The establishment report, once again, beat “expectations;” the WSJ survey of economists was 198,000. Other than the downward revisions, mentioned above, another bit of negative news was a smallish increase in wage growth, from $34.52 to $34.57.

The household survey shows that the labor force increased 150,000, a drop in employment of 184,000 and an increase in the number of unemployed persons of 334,000. The labor force participation rate held steady at 62.5, the employment to population ratio decreased from 60.2 to 60.1 and the unemployment rate increased from 3.66 to 3.86. Remember that the unemployment rate is the number of unemployed relative to the labor force (the number employed plus the number unemployed). Consequently, the unemployment rate can go up if the number of unemployed rises holding fixed the labor force, or if the labor force shrinks holding the number unemployed unchanged. An increase in the unemployment rate is not necessarily a bad thing: it may reflect a strong labor market drawing “marginally attached” individuals from outside the labor force. Indeed, there was a 96,000 decline in those workers.

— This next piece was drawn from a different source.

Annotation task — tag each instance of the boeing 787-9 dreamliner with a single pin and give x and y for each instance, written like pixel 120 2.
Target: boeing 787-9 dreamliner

Earlier in the week, the BLS announced JOLTS (Job Openings and Labor Turnover Survey) data for January. There isn’t much to report here as the job openings changed little at 8.9 million, the number of hires and total separations were little changed at 5.7 million and 5.3 million, respectively.

As has been the case for the last couple of years, the number of job openings remains higher than the number of unemployed persons.

Also earlier in the week the BLS announced that productivity increased 3.2% in the 4th quarter with output rising 3.5% and hours of work rising 0.3%.

The bottom line is that the labor market continues its surprisingly (to some) strong performance, once again proving stronger than many had expected. This strength makes it difficult to justify any interest rate cuts soon, particularly given the recent inflation spike.